Aspen Coyle

afcoyle@uw.edu

Roberts Lab, UW-SAFS

2021-12-06

# 1_1_downloading_jensen_data.ipynb

Upon her retirement from NOAA, Pam Jensen sent over a large number of samples. With some exceptions, nearly all are in sealed 96-well plates. 

A fairly brief examination of the plate labels revealed the following:

**Collection dates:** From ~2003 to 2019, with most coming in the 2010s

**Species:** Almost all are presumed _C. bairdi_ or _C. opilio_, but a few are confirmed to be the following:
- Hybrid _Chionoecetes_ (bairdi and opilio)
- _C. tanneri_ (grooved Tanner crab)
- _Paralithodes camtschaticus_ (red king crab)
- _Paralithodes platypus_ (blue king crab)
- _Hyas sp._ (lyre crabs)
- _Lithodes couesi_ (scarlet king crab)

**Location:** Generally were collected on surveys. Many in the eastern Bering Sea (EBS), with a good number in southeast Alaska (SEAK), several in the Gulf of Alaska (GOA), and northern Bering Sea (NBS). There are also several from Newfoundland, the Sea of Okhotsk, and the Chukchi Sea. For many, location cannot be determined from the plates alone, as they are marked only with the project number.

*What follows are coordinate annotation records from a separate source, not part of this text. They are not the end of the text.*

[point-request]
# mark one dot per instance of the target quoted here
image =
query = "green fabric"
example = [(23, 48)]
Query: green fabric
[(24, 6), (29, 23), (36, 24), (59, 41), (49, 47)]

**Preservation method:** 100% EtOH, with minimal exceptions

**Sample contents:** Hemolymph samples with a few tissue samples



Along with the physical samples, Pam sent a flash drive containing a huge amount of information on (among other things), the collection details for these samples. **In this script, we will download all data from that flash drive**.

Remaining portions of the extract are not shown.